The Fair Work Commission has awarded a former Suncorp employee more than $8000 after he was sacked for poor performance arising from mental health issues.
Michael Burke worked as an insurance claims officer with Suncorp, having commenced full-time employment in April 2011.
In April last year Suncorp alleged he had tried to boost his workplace efficiency scores by not completing the correct amount of work.
Burke was sent a final warning letter due to “inconsistent” performance and errors in the claims he processed.
The company then put in place an action plan to improve Burke’s performance and set out a number of objectives that had to be met. However, Suncorp terminated his employment two months later.
Burke then went to the Fair Work Commission claiming the termination of his employment was unfair, however Suncorp disputed this – saying he had been the subject of performance management since at least 2012.
The commission also heard that Burke suffered from a mental health condition and that he was absent from work for approximately seven of the 18 months prior to his dismissal.
Suncorp claimed it was not aware of the employee’s depression because it was not disclosed, even though Burke dealt with Suncorp’s return-to-work team and submitted various documents outlining how he was “heavily sedated from medication” and “unable to focus or concentrate”.
In her ruling deputy president Ingrid Asbury said while Suncorp had a valid reason for terminating Burke’s employment, it was ultimately unfair because the company should have taken into account his “reasonably obvious” mental health issues.
“On balance I am satisfied and find that the dismissal was unfair, on the basis of the failure to consider Mr Burke’s health issues, which should have been reasonably obvious, and to take into consideration whether those issues impacted on his work performance,” Asbury said.
As a result the employer watchdog ruled that Burke was entitled to compensation, awarding him $8400.
Sarah Lock, principal lawyer Workplace Law Group in Brisbane, told SmartCompany this case highlights a number of issues for small business owners.
Lock says it is important to note that the commission heard Burke was given a first and final warning with no previous verbal or written warnings.
“There is no obligation that says you need three warnings and then you are out, this is just a guide,” she says.
“The warning process will be based on the severity or seriousness of the allegations.
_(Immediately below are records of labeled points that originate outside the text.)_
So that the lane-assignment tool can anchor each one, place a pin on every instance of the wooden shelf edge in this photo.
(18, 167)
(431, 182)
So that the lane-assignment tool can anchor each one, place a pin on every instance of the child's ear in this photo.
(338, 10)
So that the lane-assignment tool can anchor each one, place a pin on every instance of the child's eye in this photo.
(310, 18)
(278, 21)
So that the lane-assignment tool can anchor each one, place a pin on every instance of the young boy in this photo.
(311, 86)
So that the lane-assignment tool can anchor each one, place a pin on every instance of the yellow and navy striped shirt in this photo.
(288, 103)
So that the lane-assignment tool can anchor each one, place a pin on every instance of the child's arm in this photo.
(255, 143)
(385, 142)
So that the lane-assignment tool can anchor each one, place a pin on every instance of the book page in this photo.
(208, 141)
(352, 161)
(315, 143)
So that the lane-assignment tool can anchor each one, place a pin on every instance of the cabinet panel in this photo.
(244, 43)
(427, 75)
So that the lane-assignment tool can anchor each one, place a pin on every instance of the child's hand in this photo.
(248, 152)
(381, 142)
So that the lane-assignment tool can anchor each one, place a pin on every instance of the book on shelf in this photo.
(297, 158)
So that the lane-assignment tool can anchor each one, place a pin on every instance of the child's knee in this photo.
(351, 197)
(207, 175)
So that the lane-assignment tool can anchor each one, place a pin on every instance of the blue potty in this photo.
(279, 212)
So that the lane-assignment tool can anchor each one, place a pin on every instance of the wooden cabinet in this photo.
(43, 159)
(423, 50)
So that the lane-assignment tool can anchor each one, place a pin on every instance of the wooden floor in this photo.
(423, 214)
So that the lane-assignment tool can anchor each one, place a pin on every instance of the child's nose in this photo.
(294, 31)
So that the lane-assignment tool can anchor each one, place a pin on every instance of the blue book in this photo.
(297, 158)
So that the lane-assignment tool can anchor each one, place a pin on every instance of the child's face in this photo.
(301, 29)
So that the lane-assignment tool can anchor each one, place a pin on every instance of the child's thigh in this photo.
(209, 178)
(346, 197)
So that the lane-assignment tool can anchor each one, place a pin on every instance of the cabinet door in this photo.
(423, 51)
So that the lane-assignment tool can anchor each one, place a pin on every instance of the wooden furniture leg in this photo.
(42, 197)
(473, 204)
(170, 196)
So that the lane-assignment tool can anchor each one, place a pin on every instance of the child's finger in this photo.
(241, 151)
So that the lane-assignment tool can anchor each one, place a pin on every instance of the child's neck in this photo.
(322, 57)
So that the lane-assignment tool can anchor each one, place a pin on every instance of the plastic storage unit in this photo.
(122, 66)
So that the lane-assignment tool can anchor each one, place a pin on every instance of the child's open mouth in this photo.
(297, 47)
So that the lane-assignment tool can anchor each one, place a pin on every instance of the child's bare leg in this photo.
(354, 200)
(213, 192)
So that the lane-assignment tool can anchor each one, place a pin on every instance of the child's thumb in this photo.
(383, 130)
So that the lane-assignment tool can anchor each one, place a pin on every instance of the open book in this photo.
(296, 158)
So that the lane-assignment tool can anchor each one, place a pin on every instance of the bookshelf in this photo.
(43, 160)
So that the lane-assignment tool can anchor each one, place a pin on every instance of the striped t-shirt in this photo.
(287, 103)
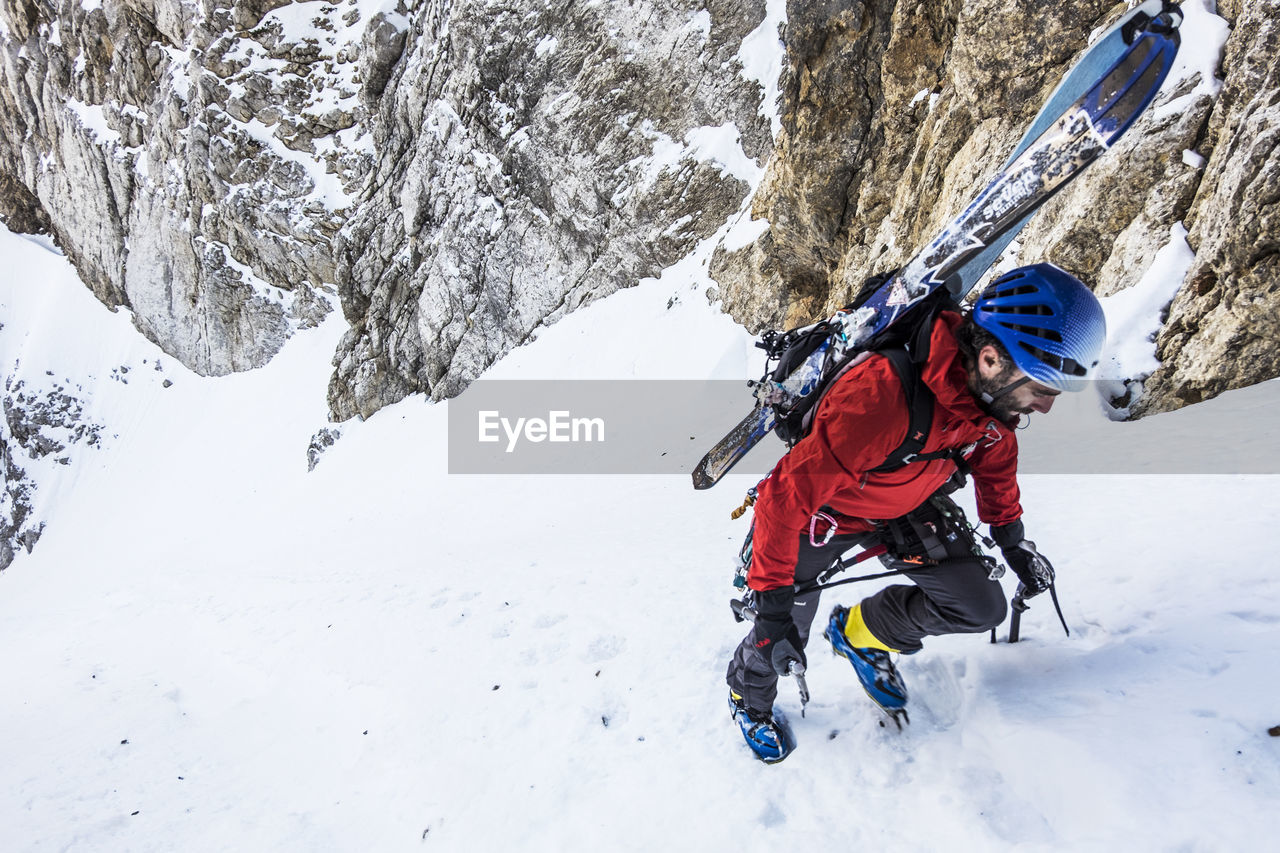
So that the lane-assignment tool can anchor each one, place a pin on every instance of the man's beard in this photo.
(1002, 406)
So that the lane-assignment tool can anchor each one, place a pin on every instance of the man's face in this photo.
(1025, 398)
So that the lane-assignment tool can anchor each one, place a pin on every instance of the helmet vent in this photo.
(1019, 290)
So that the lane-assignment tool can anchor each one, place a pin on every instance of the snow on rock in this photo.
(1136, 316)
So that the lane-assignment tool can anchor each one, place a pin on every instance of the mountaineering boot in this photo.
(871, 660)
(768, 737)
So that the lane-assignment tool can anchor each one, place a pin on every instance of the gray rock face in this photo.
(533, 159)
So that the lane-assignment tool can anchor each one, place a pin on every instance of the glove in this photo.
(776, 633)
(1020, 553)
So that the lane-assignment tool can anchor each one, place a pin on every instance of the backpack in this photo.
(906, 346)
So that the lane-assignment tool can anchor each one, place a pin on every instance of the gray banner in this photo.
(664, 427)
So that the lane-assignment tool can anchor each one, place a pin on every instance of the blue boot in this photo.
(768, 737)
(874, 666)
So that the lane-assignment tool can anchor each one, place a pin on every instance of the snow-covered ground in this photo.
(211, 648)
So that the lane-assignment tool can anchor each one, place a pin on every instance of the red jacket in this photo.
(858, 424)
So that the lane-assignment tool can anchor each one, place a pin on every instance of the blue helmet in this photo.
(1048, 320)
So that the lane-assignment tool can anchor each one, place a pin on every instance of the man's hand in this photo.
(776, 633)
(1020, 553)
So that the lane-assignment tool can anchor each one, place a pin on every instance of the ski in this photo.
(1098, 100)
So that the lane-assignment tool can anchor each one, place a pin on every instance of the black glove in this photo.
(776, 633)
(1020, 553)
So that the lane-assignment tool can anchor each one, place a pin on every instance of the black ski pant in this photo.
(954, 597)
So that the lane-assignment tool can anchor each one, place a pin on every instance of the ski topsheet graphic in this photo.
(1100, 99)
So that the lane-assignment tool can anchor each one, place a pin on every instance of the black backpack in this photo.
(906, 346)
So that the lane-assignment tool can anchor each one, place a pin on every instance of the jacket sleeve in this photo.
(858, 424)
(995, 478)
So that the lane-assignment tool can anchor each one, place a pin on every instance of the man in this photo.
(1032, 333)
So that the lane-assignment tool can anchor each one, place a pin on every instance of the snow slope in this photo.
(211, 648)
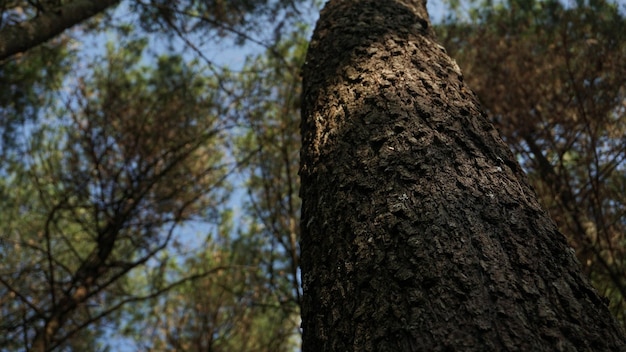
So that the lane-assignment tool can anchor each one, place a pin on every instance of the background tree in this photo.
(419, 228)
(552, 79)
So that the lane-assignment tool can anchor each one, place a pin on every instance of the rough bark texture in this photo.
(419, 229)
(23, 36)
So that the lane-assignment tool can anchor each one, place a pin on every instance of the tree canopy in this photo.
(149, 157)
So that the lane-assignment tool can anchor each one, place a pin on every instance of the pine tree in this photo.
(420, 231)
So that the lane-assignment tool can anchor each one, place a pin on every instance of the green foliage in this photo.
(552, 78)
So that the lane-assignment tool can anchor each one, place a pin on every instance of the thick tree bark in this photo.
(419, 229)
(23, 36)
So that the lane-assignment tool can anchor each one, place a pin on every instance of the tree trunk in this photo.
(419, 229)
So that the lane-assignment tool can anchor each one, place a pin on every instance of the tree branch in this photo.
(26, 35)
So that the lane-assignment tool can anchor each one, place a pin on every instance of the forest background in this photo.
(149, 160)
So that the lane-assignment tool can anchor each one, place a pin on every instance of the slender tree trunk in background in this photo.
(419, 229)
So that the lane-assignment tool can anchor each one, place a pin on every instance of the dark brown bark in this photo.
(419, 229)
(23, 36)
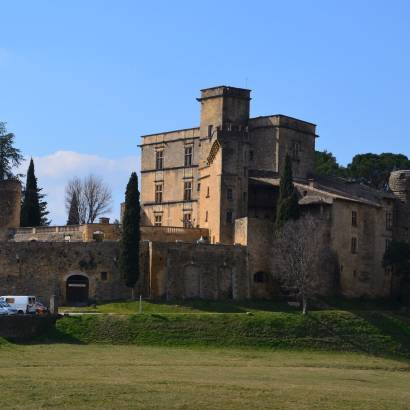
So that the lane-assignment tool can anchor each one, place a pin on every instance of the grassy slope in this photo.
(133, 377)
(371, 332)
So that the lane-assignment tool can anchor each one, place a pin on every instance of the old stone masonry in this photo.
(209, 198)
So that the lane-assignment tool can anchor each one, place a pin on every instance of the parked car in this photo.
(6, 309)
(23, 304)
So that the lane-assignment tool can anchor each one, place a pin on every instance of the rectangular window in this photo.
(354, 218)
(158, 220)
(209, 131)
(187, 191)
(158, 193)
(389, 220)
(188, 156)
(353, 246)
(296, 150)
(159, 159)
(187, 221)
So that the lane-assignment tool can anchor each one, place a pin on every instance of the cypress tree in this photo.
(73, 214)
(130, 239)
(288, 206)
(30, 210)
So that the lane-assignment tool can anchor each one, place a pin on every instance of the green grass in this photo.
(64, 376)
(383, 333)
(185, 306)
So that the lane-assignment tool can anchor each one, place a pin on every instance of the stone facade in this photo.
(78, 272)
(218, 181)
(234, 168)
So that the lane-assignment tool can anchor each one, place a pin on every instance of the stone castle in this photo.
(208, 197)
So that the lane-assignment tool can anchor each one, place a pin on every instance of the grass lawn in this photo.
(61, 376)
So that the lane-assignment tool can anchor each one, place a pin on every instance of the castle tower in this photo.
(223, 160)
(10, 206)
(399, 183)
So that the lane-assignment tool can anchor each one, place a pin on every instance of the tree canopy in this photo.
(10, 156)
(34, 208)
(129, 256)
(370, 169)
(288, 206)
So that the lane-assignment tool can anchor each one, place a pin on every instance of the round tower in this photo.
(399, 183)
(10, 207)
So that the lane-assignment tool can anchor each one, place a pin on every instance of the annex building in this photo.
(208, 197)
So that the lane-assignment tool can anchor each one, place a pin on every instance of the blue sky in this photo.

Procedural fairness and natural justice, of course, should be heeded and it is always a good idea to have two representatives from the company and a support person for the employee.”
Lock also points out that while Suncorp clearly followed a “rigorous disciplinary process” and gave the employee a chance to rectify the performance issues, failing to consider the employee’s mental health ended up being a costly mistake.
“Mr Burke had a high incidence of absenteeism during his period of employment and was absent for nearly a quarter of his normal working hours,” she says.
“However the employer failed to investigate if there were any critical health issues that could have impacted his ability to work and consequently his performance.”
SmartCompany contacted Suncorp but did not receive a response prior to publication.